AMD Radeon Pro W7700 Review: Hitting The Sub-$1000, Pro-Vis Sweet Spot
How We Configured Our Test Systems: We tested the professional graphics cards represented in this article on a MSI Z790 Carbon motherboard, equipped with a Core i9-13900KS processor and 32GB of G.SKILL DDR5 RAM clocked at 5,800MT/s. The first thing we did when configuring the test system was enter the UEFI and set all values to their "high performance" defaults, then we disabled any integrated peripherals that wouldn't be put to use, and enabled Resizable BAR support. The memory's clock was dialed in to its optimal performance settings using its XMP profile and the solid state drive was then formatted and Windows 11 Professional was installed and fully updated. When the Windows installation was complete, we installed all of the drivers, applications and benchmark tools necessary to complete our tests.
Out Test System Configuration:
Hardware Used: Intel Core i9-13900KS (5.4GHz - 6GHz, 24-Core) MSI Z790 Carbond (Intel Z790 Chipset) 32GB G.SKILL DDR5-5800 Samsung SSD 990 Integrated Audio Integrated Network NVIDIARTX A6000 (Ampere Generation) AMD Radeon Pro W6800 AMD Radeon Pro W6600 AMD Radeon Pro W7900 AMD Radeon Pro W7800 AMD Radeon Pro W7700 AMD Radeon Pro W7600 |
Relevant Software: Windows 11 Pro AMD Radeon Pro v23.Q3.1 NVIDIA Quadro Drivers v536.67 Benchmarks Used: SPECviewperf 2020 v3.1 LuxMark v4 Blender v3.6 Cinebench 2024 SiSoft SANDRA 2021 VRMark Blackmagic RAW Speed Test IndigoBench 3DMark DXR Feature Test |
SiSoft SANDRA 20201 GPU Benchmarks
SANDRA's GPGPU Image Processing benchmark runs through an array of filters on its reference data and offers up an aggregate score, derived from a multitude of individual results. Its GPGPU Cryptography benchmark churns through an assortment of workloads, and presents individual results for overall bandwidth, AES256 encryption and decryption, and SHA2-256 hashing bandwidth. CUDA and OpenCL code paths are available in these tests, but we used OpenCL on all cards. Previously, using the CUDA path with NVIDIA GPUs resulted in better performance, but OpenCL actually outperforms CUDA in the latest versions of this test.

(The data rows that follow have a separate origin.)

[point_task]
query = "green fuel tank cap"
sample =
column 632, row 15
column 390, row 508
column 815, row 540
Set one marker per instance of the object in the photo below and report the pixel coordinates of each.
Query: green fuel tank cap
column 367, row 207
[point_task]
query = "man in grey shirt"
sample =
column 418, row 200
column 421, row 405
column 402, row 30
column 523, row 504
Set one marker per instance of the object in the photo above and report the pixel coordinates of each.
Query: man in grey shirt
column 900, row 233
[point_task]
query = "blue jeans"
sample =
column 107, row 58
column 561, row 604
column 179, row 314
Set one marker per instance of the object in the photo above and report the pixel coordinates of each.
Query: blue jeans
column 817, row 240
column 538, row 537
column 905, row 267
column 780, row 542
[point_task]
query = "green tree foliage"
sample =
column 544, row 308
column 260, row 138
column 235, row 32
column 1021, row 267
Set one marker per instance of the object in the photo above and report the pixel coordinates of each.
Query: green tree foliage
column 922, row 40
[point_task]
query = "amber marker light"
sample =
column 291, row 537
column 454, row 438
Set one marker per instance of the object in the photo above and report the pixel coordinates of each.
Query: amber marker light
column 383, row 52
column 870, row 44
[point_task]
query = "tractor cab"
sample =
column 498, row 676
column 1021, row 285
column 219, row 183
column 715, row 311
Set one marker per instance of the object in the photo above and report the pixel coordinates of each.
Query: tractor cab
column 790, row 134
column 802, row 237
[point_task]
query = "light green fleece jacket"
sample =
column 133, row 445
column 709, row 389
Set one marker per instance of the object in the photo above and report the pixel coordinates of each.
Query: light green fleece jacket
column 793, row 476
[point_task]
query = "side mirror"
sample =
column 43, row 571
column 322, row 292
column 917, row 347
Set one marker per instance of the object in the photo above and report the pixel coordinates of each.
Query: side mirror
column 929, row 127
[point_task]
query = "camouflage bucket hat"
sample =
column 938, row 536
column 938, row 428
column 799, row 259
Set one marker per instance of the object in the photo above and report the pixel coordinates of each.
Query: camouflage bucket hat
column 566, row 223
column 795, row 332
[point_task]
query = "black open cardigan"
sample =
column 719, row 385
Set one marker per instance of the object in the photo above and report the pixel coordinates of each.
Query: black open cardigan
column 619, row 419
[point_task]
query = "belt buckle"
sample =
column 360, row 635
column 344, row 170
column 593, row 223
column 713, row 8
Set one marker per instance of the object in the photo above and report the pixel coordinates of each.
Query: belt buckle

Obviously the more mainstream, lower-priced cards are not going to be able top catch the high-end powerhouses, but we're including data from cards above and below the Radeon Pro W7700 in AMD's line-up to paint a more complete picture of performance. In these image processing tests, the Radeon Pro W7700 clearly outruns the previous-gen Radeon Pro W6600 and the more mainstream Radeon Pro W7600, but the higher-end Wx800 class cards finish well ahead.



LuxMark v4.0 Benchmarks

IndigoBench Rendering Benchmarks

Yes, we know this result doesn't make much sense, but it is nonetheless repeatable with multiple drivers versions, so we're reporting it anyway. The Radeon Pro W7700 does relatively well here, landing in the third position behind the high-end cards. For some reason, the Radeon Pro W7800 falters here, but we haven't figured out the root cause just yet.
Blender v3.6 Rendering Benchmarks
Blender is a free and open source 3D creation suite that can handle everything from modeling, rigging, animation, simulation, rendering, compositing and motion tracking, even video editing and game creation. It has a built-in benchmarking tool that will track the time it takes to complete rendering a particular model. We used the GPU-focused monster, junkshop, and classroom models for these tests...
Cinebench 2024 3D Rendering Benchmark

We don't have quite as much data here, but you'll still get the gist. As we've seen in a handful of previous tests, the Radeon Pro W7700 is in a dogfight with the Radeon Pro W6800, and trails the higher-end Radeon Pro W7800 (as it should), but about 14.5 percentage points.